How Is Bahrain Regime Exploiting Pandemic Situation Against Shiite Citizens?
Story Code : 855472
The spiritual leader of the Shiites in Bahrain Sheikh Isa Ghassem has recently published a statement, calling on the regime’s rulers to release the large number of the political prisoners in the country. He warned that if coronavirus spreads wider and smashes the prisons, a big wave of public fury will be caused and the country will sink into multiple security problems. The West-backed Bahraini regime has so far refused to release the prisoners, a large number of whom are elders and ill.
Rejecting Bahraini nationals, revoking citizenship: two sides of the same coin
Since 2011, the Bahraini regime adopted a heavy-handed crackdown with the help of Saudi Arabia and put maximum pressure on the political opposition. It clapped down against any voices rising against dictatorship by the Shiites who are the majority in the small Arab island state. Some court rulings stripped the opposition figures of their nationality and expelled them from the country. The moves, which drew strong criticism from home and international rights groups including the Amnesty International, still continue in Bahrain and are used as a key tactic to deter the opposition by the Manama regime.
As the coronavirus began to spread in the country as in the world, the government rejected to take in the Bahraini nationals who live or work in Iran, Qatar, and Oman. It was under international pressures that the authorities began to accept them, though partially and with prolonged periods.
Recently, Qatar proposed that it was ready to send the Bahraini nationals with a free flight to Manama as the COVID-19 is spreading in the Arab country. Bahrain responded negatively to the proposal, saying that in the middle of the crisis, Doha intends to take political advantages of the matter and that Manama will evacuate them from the Arab emirate at an appropriate time.

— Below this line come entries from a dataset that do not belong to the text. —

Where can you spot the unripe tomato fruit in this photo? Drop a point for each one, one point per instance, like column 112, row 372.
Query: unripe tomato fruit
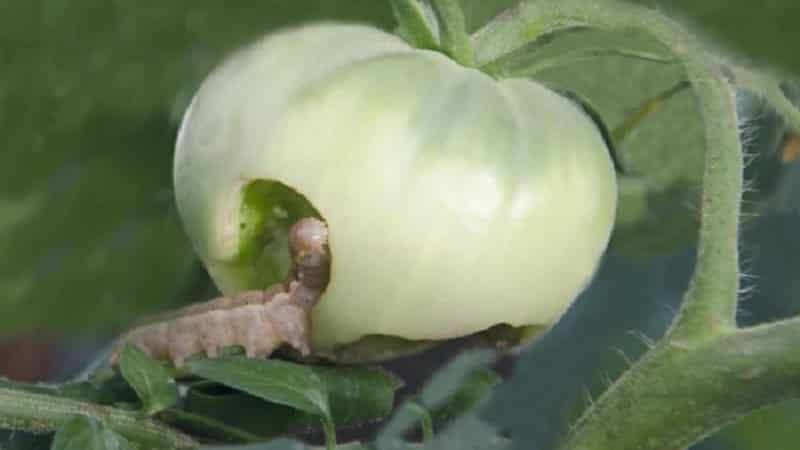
column 454, row 201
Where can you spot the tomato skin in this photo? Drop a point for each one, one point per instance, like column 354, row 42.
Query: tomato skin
column 454, row 201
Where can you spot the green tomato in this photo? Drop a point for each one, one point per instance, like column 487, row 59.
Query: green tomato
column 455, row 201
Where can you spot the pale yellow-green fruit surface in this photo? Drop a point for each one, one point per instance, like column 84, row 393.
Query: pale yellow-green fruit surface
column 455, row 201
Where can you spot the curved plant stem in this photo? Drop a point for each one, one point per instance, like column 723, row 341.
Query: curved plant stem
column 769, row 89
column 455, row 40
column 704, row 373
column 674, row 396
column 539, row 65
column 42, row 413
column 415, row 24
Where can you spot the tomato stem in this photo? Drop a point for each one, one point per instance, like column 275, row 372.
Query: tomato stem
column 455, row 40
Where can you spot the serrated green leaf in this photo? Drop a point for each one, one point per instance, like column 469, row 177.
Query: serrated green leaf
column 282, row 382
column 151, row 380
column 285, row 444
column 469, row 432
column 86, row 433
column 473, row 391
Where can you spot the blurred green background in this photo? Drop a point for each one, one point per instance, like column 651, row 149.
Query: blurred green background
column 91, row 94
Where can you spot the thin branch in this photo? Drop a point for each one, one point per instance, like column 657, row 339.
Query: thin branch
column 455, row 40
column 769, row 89
column 40, row 413
column 531, row 68
column 415, row 24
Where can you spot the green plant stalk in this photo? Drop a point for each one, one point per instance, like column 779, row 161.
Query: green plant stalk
column 704, row 373
column 413, row 23
column 329, row 428
column 42, row 413
column 455, row 40
column 769, row 89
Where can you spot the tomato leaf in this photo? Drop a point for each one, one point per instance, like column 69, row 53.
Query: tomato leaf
column 86, row 433
column 756, row 32
column 151, row 381
column 357, row 395
column 285, row 383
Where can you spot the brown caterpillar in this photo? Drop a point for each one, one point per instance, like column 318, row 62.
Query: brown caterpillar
column 259, row 321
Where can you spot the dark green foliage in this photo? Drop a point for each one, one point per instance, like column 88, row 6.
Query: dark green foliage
column 91, row 93
column 86, row 433
column 150, row 379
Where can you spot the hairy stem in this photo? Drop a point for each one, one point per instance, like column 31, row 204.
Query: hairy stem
column 43, row 413
column 455, row 40
column 704, row 373
column 693, row 392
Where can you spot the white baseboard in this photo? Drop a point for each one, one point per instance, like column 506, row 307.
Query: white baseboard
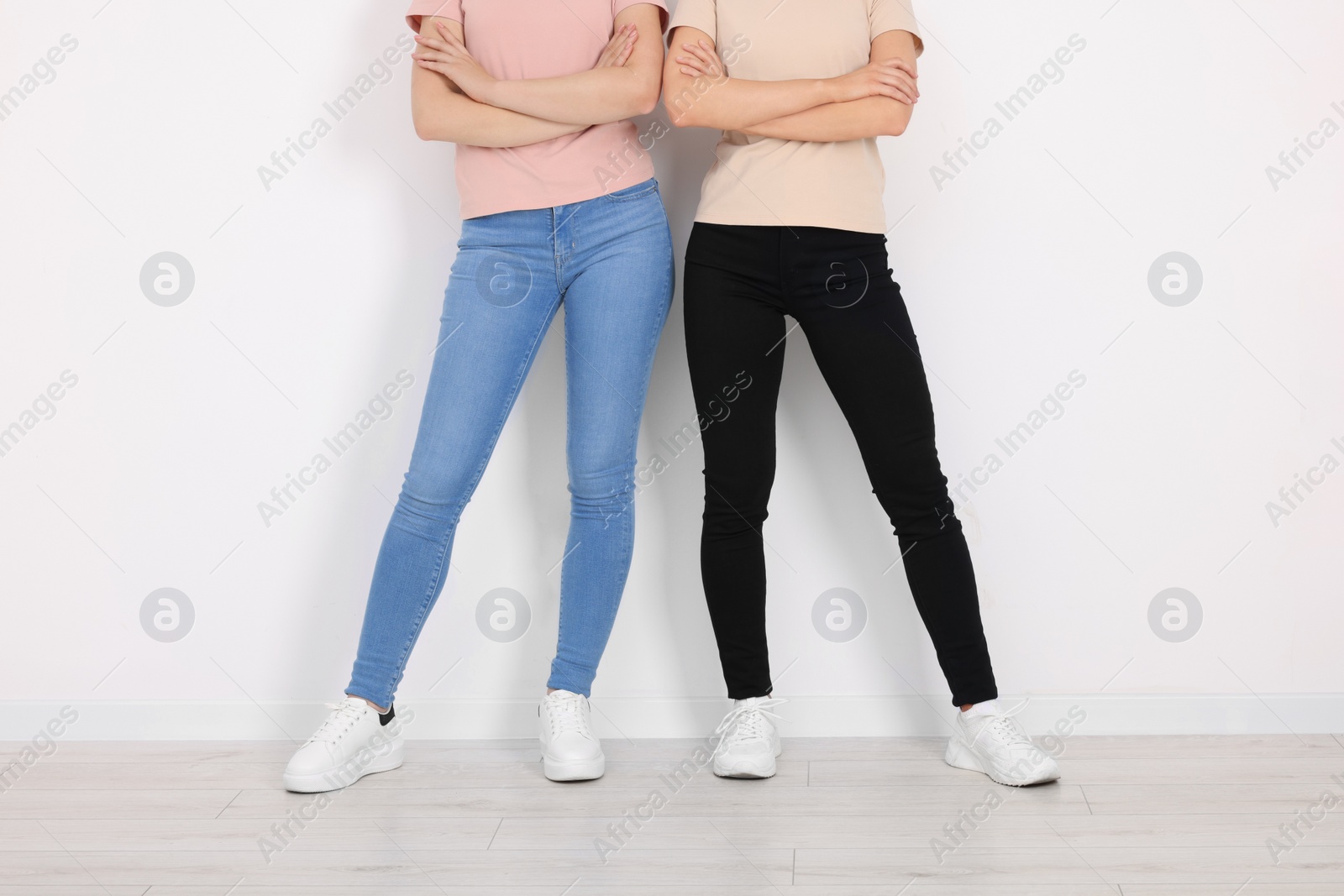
column 685, row 716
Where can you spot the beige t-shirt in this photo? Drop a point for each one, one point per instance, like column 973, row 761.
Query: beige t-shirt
column 765, row 181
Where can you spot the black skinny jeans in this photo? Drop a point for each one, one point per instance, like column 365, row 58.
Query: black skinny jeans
column 739, row 284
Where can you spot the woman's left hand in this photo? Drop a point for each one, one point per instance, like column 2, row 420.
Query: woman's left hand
column 449, row 56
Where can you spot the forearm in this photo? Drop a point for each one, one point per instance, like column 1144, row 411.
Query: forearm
column 593, row 97
column 839, row 121
column 454, row 117
column 732, row 103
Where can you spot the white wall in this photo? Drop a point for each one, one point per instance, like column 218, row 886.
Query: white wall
column 312, row 295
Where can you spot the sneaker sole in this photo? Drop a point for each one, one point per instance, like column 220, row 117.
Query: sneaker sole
column 749, row 768
column 338, row 777
column 958, row 755
column 575, row 768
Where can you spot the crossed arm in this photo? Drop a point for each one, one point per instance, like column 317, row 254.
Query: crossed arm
column 873, row 101
column 454, row 100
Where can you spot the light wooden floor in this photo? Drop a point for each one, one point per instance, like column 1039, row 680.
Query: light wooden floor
column 844, row 817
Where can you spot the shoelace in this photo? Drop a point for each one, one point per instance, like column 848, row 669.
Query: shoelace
column 347, row 714
column 1005, row 727
column 748, row 721
column 568, row 715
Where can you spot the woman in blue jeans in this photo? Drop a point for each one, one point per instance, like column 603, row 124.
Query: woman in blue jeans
column 559, row 206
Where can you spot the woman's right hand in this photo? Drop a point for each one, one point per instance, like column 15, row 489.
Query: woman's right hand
column 894, row 78
column 618, row 49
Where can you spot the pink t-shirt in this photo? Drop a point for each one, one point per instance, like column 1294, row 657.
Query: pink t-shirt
column 517, row 39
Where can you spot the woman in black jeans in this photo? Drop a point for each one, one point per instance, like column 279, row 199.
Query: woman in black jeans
column 792, row 222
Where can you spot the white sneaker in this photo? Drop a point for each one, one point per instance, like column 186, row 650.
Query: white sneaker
column 354, row 741
column 749, row 741
column 569, row 748
column 992, row 741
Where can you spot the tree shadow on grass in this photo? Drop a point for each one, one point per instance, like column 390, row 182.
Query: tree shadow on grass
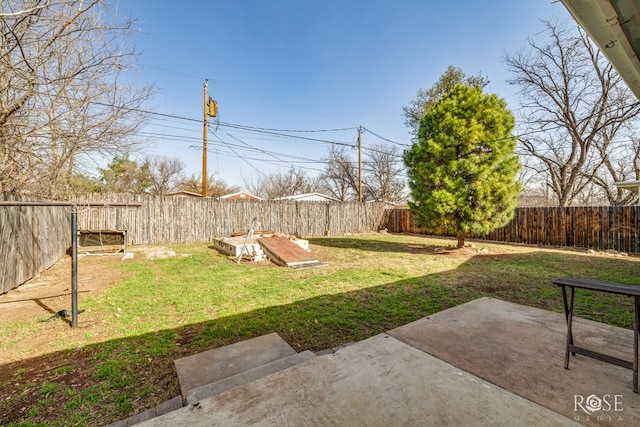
column 102, row 383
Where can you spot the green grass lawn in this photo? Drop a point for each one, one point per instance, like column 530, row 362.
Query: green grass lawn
column 170, row 308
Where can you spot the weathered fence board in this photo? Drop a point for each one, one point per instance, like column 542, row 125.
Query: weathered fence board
column 168, row 220
column 600, row 228
column 32, row 239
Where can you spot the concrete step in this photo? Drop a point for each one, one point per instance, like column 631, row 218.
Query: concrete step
column 246, row 377
column 224, row 362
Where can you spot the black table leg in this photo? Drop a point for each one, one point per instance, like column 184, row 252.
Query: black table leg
column 569, row 316
column 636, row 331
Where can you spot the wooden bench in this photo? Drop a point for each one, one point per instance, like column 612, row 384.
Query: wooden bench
column 614, row 288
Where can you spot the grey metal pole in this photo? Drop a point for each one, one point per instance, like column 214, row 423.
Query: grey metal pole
column 74, row 265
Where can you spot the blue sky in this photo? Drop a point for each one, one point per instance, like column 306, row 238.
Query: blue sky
column 311, row 65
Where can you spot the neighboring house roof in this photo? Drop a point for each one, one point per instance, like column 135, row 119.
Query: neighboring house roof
column 184, row 193
column 240, row 195
column 614, row 26
column 309, row 197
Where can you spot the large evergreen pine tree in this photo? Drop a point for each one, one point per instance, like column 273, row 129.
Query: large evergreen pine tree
column 462, row 170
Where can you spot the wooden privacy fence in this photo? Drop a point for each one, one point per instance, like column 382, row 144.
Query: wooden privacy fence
column 601, row 228
column 169, row 220
column 32, row 239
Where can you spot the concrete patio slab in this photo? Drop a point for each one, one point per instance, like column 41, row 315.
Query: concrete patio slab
column 380, row 381
column 521, row 349
column 214, row 365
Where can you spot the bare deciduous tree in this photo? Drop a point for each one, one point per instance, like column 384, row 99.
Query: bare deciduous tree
column 165, row 174
column 281, row 184
column 340, row 177
column 575, row 109
column 216, row 186
column 384, row 174
column 65, row 91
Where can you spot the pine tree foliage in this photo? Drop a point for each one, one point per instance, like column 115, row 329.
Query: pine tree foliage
column 462, row 170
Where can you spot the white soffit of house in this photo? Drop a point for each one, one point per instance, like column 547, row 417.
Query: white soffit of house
column 614, row 26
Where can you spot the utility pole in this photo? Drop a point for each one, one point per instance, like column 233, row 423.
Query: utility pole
column 210, row 108
column 360, row 163
column 204, row 143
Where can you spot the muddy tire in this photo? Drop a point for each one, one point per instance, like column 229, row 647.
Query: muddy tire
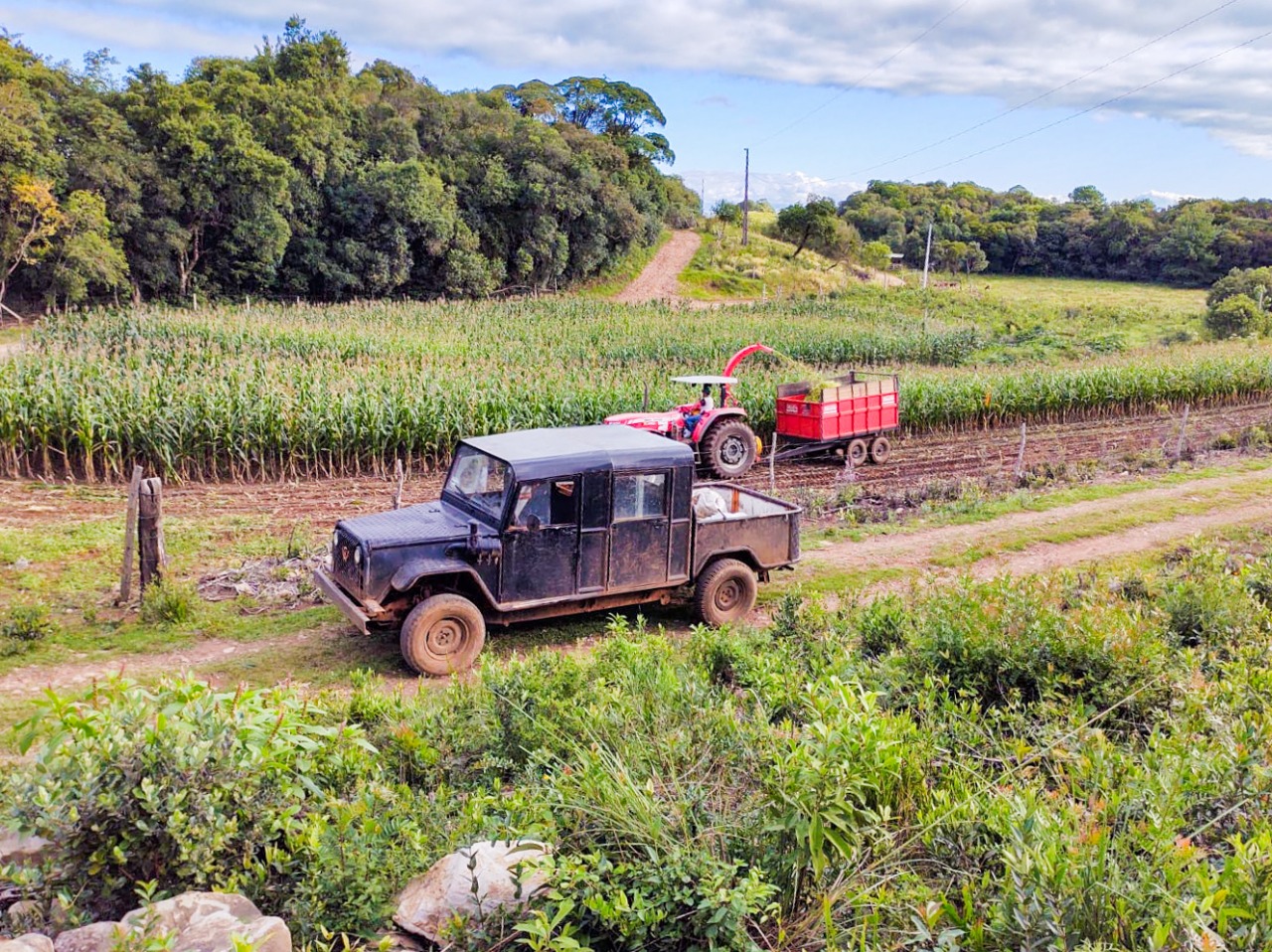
column 729, row 449
column 443, row 634
column 879, row 451
column 725, row 592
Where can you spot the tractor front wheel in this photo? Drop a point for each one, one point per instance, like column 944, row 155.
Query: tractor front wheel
column 729, row 449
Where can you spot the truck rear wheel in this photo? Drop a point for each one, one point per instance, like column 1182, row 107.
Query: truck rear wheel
column 729, row 448
column 725, row 592
column 879, row 451
column 443, row 634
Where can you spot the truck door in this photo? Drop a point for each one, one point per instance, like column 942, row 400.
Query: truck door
column 640, row 531
column 541, row 543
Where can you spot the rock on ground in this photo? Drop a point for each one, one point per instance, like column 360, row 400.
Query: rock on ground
column 21, row 849
column 98, row 937
column 31, row 942
column 208, row 921
column 445, row 892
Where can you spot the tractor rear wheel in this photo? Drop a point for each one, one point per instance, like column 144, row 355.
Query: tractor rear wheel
column 729, row 448
column 443, row 634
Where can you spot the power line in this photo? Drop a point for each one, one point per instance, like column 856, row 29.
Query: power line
column 1041, row 95
column 1098, row 105
column 864, row 77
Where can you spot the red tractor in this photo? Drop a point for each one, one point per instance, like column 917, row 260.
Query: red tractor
column 720, row 436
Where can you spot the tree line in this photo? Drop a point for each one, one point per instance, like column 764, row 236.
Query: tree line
column 289, row 175
column 1192, row 243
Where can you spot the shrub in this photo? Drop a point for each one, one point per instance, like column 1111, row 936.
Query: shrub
column 1234, row 317
column 181, row 784
column 169, row 602
column 1017, row 642
column 881, row 625
column 26, row 624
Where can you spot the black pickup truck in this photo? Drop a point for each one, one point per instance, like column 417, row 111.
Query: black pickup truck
column 551, row 522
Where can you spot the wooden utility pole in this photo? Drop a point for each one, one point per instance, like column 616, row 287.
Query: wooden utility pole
column 927, row 254
column 150, row 531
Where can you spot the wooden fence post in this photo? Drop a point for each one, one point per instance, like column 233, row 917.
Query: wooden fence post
column 150, row 531
column 130, row 536
column 772, row 463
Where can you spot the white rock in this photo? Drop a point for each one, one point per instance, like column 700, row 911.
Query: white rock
column 31, row 942
column 445, row 892
column 208, row 921
column 21, row 849
column 98, row 937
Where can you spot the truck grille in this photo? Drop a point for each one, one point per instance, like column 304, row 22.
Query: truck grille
column 342, row 560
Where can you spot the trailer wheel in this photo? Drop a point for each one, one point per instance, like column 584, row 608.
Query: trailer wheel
column 723, row 592
column 729, row 448
column 443, row 634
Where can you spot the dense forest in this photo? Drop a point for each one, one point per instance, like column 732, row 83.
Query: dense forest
column 289, row 175
column 1016, row 232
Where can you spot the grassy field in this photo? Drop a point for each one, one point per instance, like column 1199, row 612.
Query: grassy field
column 1072, row 761
column 272, row 391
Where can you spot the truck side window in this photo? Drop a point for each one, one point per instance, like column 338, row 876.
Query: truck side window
column 640, row 495
column 551, row 503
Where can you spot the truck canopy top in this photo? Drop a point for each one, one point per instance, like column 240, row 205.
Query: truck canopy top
column 555, row 452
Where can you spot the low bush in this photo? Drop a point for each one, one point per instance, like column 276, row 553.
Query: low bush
column 169, row 602
column 24, row 625
column 978, row 766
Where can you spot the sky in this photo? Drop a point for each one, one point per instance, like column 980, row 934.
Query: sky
column 1164, row 99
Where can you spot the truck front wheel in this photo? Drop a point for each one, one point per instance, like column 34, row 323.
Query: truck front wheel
column 443, row 634
column 725, row 592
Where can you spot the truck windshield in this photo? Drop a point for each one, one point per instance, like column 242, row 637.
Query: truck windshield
column 480, row 480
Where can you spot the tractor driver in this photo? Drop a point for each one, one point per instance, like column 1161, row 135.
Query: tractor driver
column 704, row 406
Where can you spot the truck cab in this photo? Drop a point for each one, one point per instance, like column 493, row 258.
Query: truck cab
column 550, row 522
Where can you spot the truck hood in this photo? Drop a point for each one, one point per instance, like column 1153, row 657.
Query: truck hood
column 414, row 525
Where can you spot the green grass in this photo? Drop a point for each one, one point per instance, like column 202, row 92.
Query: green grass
column 622, row 272
column 978, row 506
column 725, row 270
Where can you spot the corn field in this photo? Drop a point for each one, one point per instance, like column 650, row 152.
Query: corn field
column 308, row 391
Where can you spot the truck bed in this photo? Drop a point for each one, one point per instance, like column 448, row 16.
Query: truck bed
column 743, row 522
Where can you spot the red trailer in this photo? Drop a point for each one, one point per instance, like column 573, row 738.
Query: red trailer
column 851, row 413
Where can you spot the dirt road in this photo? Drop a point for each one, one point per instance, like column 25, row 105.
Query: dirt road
column 1017, row 544
column 660, row 277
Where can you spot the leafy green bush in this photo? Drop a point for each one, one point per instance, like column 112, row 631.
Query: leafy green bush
column 1021, row 642
column 881, row 625
column 181, row 784
column 24, row 624
column 169, row 602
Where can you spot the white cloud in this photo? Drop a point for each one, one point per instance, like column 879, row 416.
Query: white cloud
column 1009, row 50
column 780, row 189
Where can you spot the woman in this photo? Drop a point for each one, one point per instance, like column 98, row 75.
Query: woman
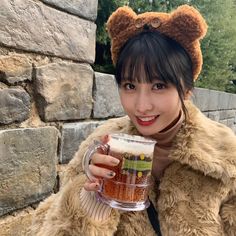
column 157, row 58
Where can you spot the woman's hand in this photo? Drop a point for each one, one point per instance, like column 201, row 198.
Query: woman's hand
column 97, row 169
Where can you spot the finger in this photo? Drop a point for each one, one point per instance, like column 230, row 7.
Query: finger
column 101, row 172
column 91, row 186
column 98, row 158
column 105, row 139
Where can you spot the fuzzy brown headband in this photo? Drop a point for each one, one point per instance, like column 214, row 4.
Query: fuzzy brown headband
column 185, row 25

Experts warn that by taking such an approach to the citizens outside the country the regime tries to withhold services from its nationals and even prevent them from returning to the country.
Al Khalifa, since 2011 facing heavy waves of anti-regime protests and launching a bloody campaign against the demonstrators on the strength of backing from the forces of the Peninsula Shield— military units sent by Saudi Arabia and the UAE upon eruption of the demonstrations to quell the pro-democracy voices—, continues to promote a policy of demographic change to stabilize its largely volatile situation.
Since the Shiites in Bahrain are the majority, the regime uses a policy of maximum pressure towards demographic change. Tactics like revocation of the nationality of the opposition leaders and rejection to accept in the nationals after they travel abroad under various excuses are part of this plan.
The coronavirus pandemic appears to be giving the Al Khalifa rulers a new chance to push forward with their plans. The Bahraini authorities are now rejecting their nationals coming home from some foreign countries under the ruse of health and security measures amid the COVID-19 outbreak.
Thus, it seems that rejecting the Bahraini arrivals from other countries is the other side of the same coin of the policy of nationality revocation as part of the broader policy of demographic change.
Home and international pressure builds on Manama rulers to release political prisoners
Recently, the 14 February Youths Coalition, a major opposition alliance, has been pressing the government to free the political prisoners as the pandemic hits the nation. The coalition leaders say that the government is “deceiving” the world community. “It claims to release many prisoners but in fact it is releasing a very small number, which is a risk to prisoners’ health to stay behind the bars,” an opposition member said.
This is coming while the rights groups still express concerns over the religious freedom in Bahrain and call on Manama authorities to pave the way for the Shiite community to participate in the political arena.
Human rights groups have lately sent a letter to King Hamad bin Isa Al Khalifa asking him to “immediately” release the clerics behind the bars.
“Bahrain’s significant release of prisoners is certainly a welcome relief as concerns of the spread of COVID-19 in the country increase,” said Lynn Maalouf, Amnesty International’s Middle East Director of Research.
“But authorities must now speedily release those who never should have been in jail in the first place, namely all prisoners of conscience who remain detained solely for peacefully exercising their right to freedom of expression and other human rights.
“They should also consider the release of older prisoners and those with existing health conditions, who remain at high risk of contracting COVID-19.”
But things do look easy. The ruling family adopts a strict sectarian policy at home to prevent the Shiites from entering the political process though they are a majority in the country. As long as Al Khalifa looks at them as a threat to its very existence and rule, it will not relent its pressure on them, especially their spiritual and political leaders. Not only it will not abandon this policy, but also it seems to be using every available way and tool to realize this aim.